The old woman complied with her request, and the little girl quickly dispatched her meal, snatched her straw hat from the rack in the hall, and ran out of the house and down to the beach.

She stood in the breach of the broken wall and looked all around for her playmate, but did not see him, and she thought she was going to be disappointed; but just then she heard the sound of a hammer, and knew it must come from one held in his hand, for there was no one else who worked on the beach.

She ran down and found him nailing loose boards on the old boat-house.

“Oh! David Lindsay,” she exclaimed, as soon as she saw him, “I have got something to tell you! What do you think it is? Oh, you would never guess! I am going away on Monday!”

“Oh! NO!” cried the boy, while a look of blank consternation came over his face.

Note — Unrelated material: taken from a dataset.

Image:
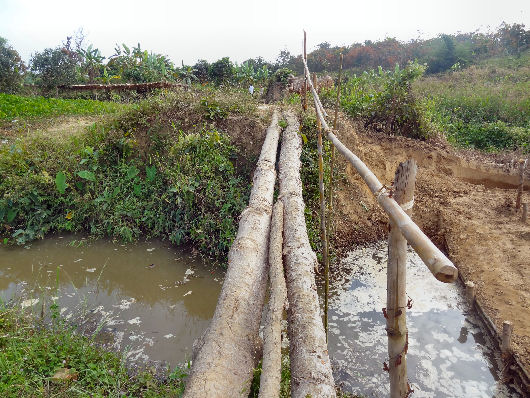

“Indeed, I am! I don’t want to go; but they say I must, David Lindsay.”

“Oh! where are you going?” he asked, in a great trouble, that he never dreamed of trying to hide.

“To a boarding-school in Baltimore. Oh! I don’t want to go, David Lindsay! But they say I must!” cried the child, almost in tears again.

The lad sighed, looked thoughtful, and then said:

“Yes; I know. Even grandmother has said often: ‘Why don’t they send that little lady to school? She ought to be at school.’ So I suppose you must go, sure enough, and it is all right; but it is very har—hard!” said the boy, valiantly trying to suppress a sob, and succeeding in doing so.